Integrating the environment into the running of a humanitarian organisation: the experience of Action contre la Faim
Thibault Laconde


 Towards social responsibility in the humanitarian sector?

This very rapid overview may raise the question: why only deal with the environment? Indeed, this subject is only one aspect of a broader issue: the responsibility of the organisation vis-à-vis the effects of its programmes and its functioning, whether these are environmental, economic or social. There are several reasons to adopt this perspective when considering the question of integrating the environment in an organisation:

  • The boundaries between the different types of impact are largely artificial. The issues at stake rarely correspond to such simplistic classification: are soil erosion and the consumption of non-renewable resources environmental, social or economic issues?
  • There is synergy between these three subjects. The majority of actions which aim to reduce an organisation’s environmental impact can easily be complemented to also take into account economic and social aspects. In particular, the approach described in this article can be applied to a broader area.
  • The majority of businesses and public bodies have chosen to deal with these subjects together. Adopting the same perspective allows a large number of experiences and tools which exist already to be reused.

It can therefore make sense to adopt a general social responsibility approach rather than being limited to the organisation’s environmental impact. ISO 26000 on social responsibility [5] provides a useful framework on which to base this kind of approach, even though some of its seven “central questions” [6] cannot be directly applied to humanitarian organisations.

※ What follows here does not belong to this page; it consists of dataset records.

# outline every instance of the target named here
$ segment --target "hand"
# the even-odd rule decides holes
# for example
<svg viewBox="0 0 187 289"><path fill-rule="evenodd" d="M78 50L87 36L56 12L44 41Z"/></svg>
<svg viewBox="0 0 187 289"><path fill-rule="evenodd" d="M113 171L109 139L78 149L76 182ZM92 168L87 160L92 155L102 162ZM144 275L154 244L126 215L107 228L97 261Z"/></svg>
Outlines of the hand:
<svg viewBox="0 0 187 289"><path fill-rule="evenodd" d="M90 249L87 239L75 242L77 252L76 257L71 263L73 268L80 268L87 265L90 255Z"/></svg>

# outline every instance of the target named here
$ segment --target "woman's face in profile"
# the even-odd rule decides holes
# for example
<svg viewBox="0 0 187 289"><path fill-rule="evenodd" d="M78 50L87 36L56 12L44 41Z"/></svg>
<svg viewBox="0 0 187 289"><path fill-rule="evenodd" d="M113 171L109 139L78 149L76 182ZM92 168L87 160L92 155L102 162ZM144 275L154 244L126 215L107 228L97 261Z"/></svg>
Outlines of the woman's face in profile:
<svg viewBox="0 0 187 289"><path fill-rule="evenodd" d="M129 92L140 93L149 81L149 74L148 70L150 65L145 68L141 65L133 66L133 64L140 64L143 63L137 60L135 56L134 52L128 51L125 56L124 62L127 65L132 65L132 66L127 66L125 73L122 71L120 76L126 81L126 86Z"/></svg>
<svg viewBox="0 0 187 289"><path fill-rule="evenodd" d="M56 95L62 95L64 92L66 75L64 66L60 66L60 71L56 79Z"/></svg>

BOX: Electricity supply for bases


Considering that an organisation’s responsibility goes beyond the geographical and functional limits which had previously been accepted makes us reconsider the roles of the organisation’s different departments. Programmes remain the end product and raison d’être of an organisation, but they cannot be implemented without support activities such as logistics, finance, fund-raising and research, which represent a significant and often growing number of staff and size of budget. And if we admit that the responsibility of humanitarians is not only to beneficiaries, we see that all these departments have impacts which can be positive or negative, direct or indirect and intentional or unintentional.
Out of ignorance, these impacts are most often negative and unintentional… the whole point of a social responsibility approach is to inverse these two characteristics.


Thibault Laconde
Head of sustainable development projects
Action contre la Faim

[5] Rather than corporate social responsibility, the title of this standard was chosen to encourage its adoption by all kinds of organisation. See: https://www.iso.org/obp/ui/#iso:std:iso:26000:ed-1:v1:fr

[6] Organisational governance, Human rights, Labour practices, The environment, Fair operating practices, Consumer issues, and Community involvement and development.